This post was written by Marilyn Rhames and originally appeared at EducationPost.org. It is reprinted here with permission.
If politics makes strange bedfellows, as the saying goes, then school politics just makes fellows strange.
Strange, or you might call it conflicted. When unexpected situations arise in our lives, I find that our views on public education can cause a crisis of conscience, or worse, integrity, when we take on public personas that don’t align with our private lives.
Here are some real-life examples to illustrate what I mean:
- A non-unionized charter school teacher is a die-hard supporter of the Chicago Teachers Union. She lives in the suburbs, works in the city, and fraudulently sends her kid to a high-performing selective-enrollment high school in the city. (Take a minute to unpack that one.)
- A Chicago Public Schools teacher protested the authorizing of a charter school that would compete with her school, yet she sends her own kids to a charter school outside of her neighborhood.

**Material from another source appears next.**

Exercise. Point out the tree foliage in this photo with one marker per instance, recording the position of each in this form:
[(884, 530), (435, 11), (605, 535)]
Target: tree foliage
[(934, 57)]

- A charter school teacher pulled her own child out of the school where she worked in the middle of the year so her kid could get a better education at a Catholic school.
- A Christian school claims it educates youth to do the Lord’s work, but refuses to admit kids who test just one grade level below because “teaching them would take time away from the other students in the class, and that wouldn’t be fair.”
- A white charter school principal has committed his career to serving underprivileged black and brown children in the city, but when his children reached school age, he left Chicago for an affluent suburb, where his children are now educated.
- A district teacher/union delegate feels obligated to pass out CTU’s anti-charter school fliers but privately admits that she would work at a charter if the salaries weren’t so low.
- The top brass at CPS typically send their children to elite private schools in the city, though a few district leaders take pride in enrolling their kids in public schools, albeit the top-performing ones.
I think all of these scenarios are, well, strange. That’s me in the third bullet point!
Good, honest people will go to extreme measures to give their children an edge, or at least ensure that they are getting a good education. We might draw a line in the sand publicly, but when our own kid or livelihood is at stake, we so easily erase and redraw the line a little closer to the opposing side while pretending it never moved.
Is it a crisis of integrity to secretly move the line? Or is drawing a politically charged line in the sand the biggest threat to our integrity?
Is it unethical to seek ways to gain an edge in a broken school system, or is not doing so irresponsible?
I often wonder how effective any of us can really be if we spend our professional careers fighting against systemic injustice, but we navigate our personal lives in such a way that we remain completely untouched by it. The Mother Teresa approach of serving the poor while also choosing to live with the poor has little to no curb appeal.